Executive Liable for Misleading Advertising

Benn-Ibler Rechtsanwälte

The Austrian Supreme Court (Oberster Gerichtshof, OGH) has confirmed that the distribution of misleading advertising materials, which may create false impressions regarding the risk profile and value stability of securities, can establish liability for members of the management board. In the case at hand, the defendant, acting as chairman of the board, had authorized such advertising activities, recognized their potential to mislead prospective investors, and accepted that such misinformation could influence investment decisions. Consequently, the chairman was held liable for aiding and abetting in the dissemination of deceptive advertising.

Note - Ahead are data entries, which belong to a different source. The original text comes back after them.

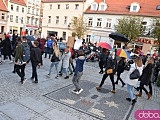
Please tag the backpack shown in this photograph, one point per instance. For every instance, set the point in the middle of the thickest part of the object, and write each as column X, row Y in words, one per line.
column 49, row 43
column 26, row 53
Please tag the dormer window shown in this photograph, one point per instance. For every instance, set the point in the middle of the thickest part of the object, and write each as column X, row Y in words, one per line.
column 135, row 7
column 94, row 6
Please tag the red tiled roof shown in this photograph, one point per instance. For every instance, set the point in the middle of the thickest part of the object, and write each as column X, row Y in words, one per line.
column 148, row 7
column 21, row 2
column 2, row 6
column 50, row 1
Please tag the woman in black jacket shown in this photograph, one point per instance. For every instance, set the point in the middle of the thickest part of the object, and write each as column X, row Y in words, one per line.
column 120, row 69
column 146, row 78
column 109, row 65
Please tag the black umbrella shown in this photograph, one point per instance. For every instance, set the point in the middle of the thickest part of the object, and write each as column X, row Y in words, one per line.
column 118, row 37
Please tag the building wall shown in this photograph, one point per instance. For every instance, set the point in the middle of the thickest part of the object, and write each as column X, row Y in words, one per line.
column 13, row 25
column 3, row 22
column 62, row 12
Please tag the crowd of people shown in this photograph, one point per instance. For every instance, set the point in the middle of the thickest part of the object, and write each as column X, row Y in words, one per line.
column 24, row 52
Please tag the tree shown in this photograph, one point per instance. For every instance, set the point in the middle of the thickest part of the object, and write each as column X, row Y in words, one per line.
column 78, row 27
column 130, row 26
column 155, row 32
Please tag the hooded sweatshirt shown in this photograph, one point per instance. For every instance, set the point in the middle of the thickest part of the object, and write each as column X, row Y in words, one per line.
column 79, row 65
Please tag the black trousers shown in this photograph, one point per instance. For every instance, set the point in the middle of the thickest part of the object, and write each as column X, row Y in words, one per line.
column 34, row 71
column 119, row 77
column 143, row 88
column 20, row 71
column 111, row 78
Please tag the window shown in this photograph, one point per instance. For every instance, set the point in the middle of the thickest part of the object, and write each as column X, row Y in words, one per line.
column 76, row 6
column 32, row 11
column 65, row 20
column 17, row 9
column 90, row 21
column 22, row 20
column 11, row 18
column 108, row 23
column 134, row 8
column 88, row 38
column 49, row 19
column 12, row 7
column 3, row 16
column 22, row 10
column 16, row 19
column 50, row 6
column 57, row 19
column 67, row 6
column 58, row 6
column 29, row 10
column 28, row 20
column 99, row 22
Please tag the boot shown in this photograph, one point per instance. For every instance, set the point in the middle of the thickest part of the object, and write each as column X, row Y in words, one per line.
column 139, row 95
column 149, row 95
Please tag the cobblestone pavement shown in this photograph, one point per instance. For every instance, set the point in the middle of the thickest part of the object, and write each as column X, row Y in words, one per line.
column 30, row 101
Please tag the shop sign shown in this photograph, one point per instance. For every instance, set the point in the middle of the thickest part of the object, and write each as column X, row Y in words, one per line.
column 147, row 41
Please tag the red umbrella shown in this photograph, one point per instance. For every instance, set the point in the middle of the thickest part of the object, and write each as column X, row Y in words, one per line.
column 104, row 45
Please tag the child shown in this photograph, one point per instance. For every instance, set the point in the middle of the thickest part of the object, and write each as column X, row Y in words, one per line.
column 78, row 72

Active participation or acquiescence as grounds for liability

The OGH clarified that mere passive awareness of misleading statements is insufficient to establish liability. For liability to arise, it is necessary that the individual either actively contributed to the formulation or dissemination of the information, or at minimum, knowingly acquiesced to the deception. In the case at hand, the defendant endorsed the content of the brochures despite their objectively inaccurate depiction of the financial product's security and stability. These representations went beyond mere opinion or marketing exaggeration; they were interpreted as specific factual assertions that held substantial significance for the investment decisions of the average retail investor.

The OGH emphasised that the details concerning the supposed security of the investment played a major role in influencing the plaintiff’s decision to invest.The board, aware of the misleading communication and its impact on investors, was justly accused of aiding deception.